Onverminderd andere bepalingen van dit besluit, worden de bijdragen binnen 30 dagen na het verzenden van het desbetreffende verzoek betaald, met uitzondering van het eerste verzoek om een bijdrage voor de begroting van een nieuw begrotingsjaar, in welk geval de termijn voor betaling 40 dagen na het verzenden van het desbetreffende verzoek bedraagt.
9.
Ieder deel van de vervroegde bijdragen aan minimumdeposito's dat wordt besteed, wordt aangevuld door de bijdrage van de betrokken lidstaten in het volgende gewone verzoek om bijdragen te verhogen, tenzij deze lidstaten hun bijdrage reeds van tevoren hebben aangevuld. Indien het noodzakelijk is een beroep te doen op een minimumdeposito en de betrokken lidstaten hun bijdragen niet in de tussentijd hebben aangevuld, betalen zij het benodigde bedrag, in voorkomend geval, binnen vijf dagen, krachtens artikel 28, lid 3, punt b).
10.
Elke lidstaat die vooraf een bijdrage aan een minimumdeposito levert, kan de verantwoordelijke beheerder toestaan tot 75 % van die bijdrage te gebruiken om de bijdrage van de betrokken lidstaat aan een operatie of een steunmaatregel te dekken.
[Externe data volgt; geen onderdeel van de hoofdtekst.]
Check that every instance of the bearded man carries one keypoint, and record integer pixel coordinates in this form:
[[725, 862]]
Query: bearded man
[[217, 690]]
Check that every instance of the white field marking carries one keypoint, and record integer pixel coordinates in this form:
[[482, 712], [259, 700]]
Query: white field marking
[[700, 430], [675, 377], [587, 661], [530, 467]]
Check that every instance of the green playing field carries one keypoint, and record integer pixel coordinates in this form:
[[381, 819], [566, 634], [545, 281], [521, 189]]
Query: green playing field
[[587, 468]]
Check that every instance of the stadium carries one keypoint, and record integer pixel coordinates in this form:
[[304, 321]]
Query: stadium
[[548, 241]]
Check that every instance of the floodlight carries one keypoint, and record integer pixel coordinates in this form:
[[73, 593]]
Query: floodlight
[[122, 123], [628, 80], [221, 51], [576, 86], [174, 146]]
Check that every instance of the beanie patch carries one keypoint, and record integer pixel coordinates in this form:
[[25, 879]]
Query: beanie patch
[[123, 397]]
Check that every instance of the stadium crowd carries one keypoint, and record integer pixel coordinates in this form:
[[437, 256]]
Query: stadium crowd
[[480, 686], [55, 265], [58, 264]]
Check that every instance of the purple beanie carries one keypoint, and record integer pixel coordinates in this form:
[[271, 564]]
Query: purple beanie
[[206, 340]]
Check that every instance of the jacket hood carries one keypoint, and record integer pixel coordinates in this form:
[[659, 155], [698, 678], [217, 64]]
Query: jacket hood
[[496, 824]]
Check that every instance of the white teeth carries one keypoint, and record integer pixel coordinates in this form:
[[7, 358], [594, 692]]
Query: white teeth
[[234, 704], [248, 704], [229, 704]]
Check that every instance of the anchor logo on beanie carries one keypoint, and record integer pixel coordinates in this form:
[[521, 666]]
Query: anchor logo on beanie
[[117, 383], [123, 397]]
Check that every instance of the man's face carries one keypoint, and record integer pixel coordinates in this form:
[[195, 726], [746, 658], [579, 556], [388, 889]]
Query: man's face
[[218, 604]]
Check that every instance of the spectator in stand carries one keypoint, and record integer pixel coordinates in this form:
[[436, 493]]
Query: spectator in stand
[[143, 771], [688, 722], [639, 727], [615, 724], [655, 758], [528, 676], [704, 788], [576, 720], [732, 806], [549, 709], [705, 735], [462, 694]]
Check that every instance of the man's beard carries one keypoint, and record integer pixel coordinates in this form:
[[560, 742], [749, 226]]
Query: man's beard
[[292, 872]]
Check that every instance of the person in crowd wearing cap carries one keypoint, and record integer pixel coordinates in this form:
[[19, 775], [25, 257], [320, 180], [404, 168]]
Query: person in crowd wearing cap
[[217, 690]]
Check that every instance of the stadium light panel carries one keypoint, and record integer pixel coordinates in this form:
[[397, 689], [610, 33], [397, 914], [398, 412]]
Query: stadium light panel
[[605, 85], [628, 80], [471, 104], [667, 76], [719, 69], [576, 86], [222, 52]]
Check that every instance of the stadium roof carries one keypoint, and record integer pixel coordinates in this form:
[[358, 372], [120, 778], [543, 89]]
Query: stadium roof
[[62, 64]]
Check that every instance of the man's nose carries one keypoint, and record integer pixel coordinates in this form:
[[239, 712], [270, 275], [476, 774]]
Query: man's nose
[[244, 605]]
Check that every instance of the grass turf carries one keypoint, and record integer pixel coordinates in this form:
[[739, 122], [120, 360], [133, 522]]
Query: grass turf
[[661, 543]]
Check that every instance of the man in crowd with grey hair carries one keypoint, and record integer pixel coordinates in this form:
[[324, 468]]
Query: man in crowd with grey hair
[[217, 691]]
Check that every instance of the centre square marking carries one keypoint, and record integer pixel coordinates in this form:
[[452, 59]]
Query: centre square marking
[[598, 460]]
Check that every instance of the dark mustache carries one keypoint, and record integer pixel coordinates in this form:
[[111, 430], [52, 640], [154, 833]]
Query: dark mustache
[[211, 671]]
In dat geval vult de betrokken lidstaat de vooraf betaalde bijdrage aan binnen 90 dagen na het verzenden van een verzoek daartoe door de verantwoordelijke beheerder.
11.
Wanneer de ontwerpbegroting aan het comité is voorgelegd, kan iedere beheerder vóór het einde van het lopende begrotingsjaar aan lidstaten met begrotings- en financiële procedures die geen betaling van hun bijdrage binnen de vastgestelde termijnen toestaan, een vervroegd verzoek doen om bijdragen aan de kredieten waarvoor hij verantwoordelijk is, bij wijze van vooruitbetaling op de bijdragen voor de begroting van het volgende begrotingsjaar.
12.
Elke bijdragende lidstaat of elke derde staat neemt de bankkosten van de betaling van zijn bijdrage voor zijn rekening.
13.
De beheerders bevestigen de ontvangst van de bijdragen waar zij om hebben verzocht.
14.
Verschuldigde terugbetalingen die niet volledig kunnen worden afgetrokken van de aan de faciliteit verschuldigde bijdragen, worden binnen 30 dagen aan de betrokken lidstaten terugbetaald.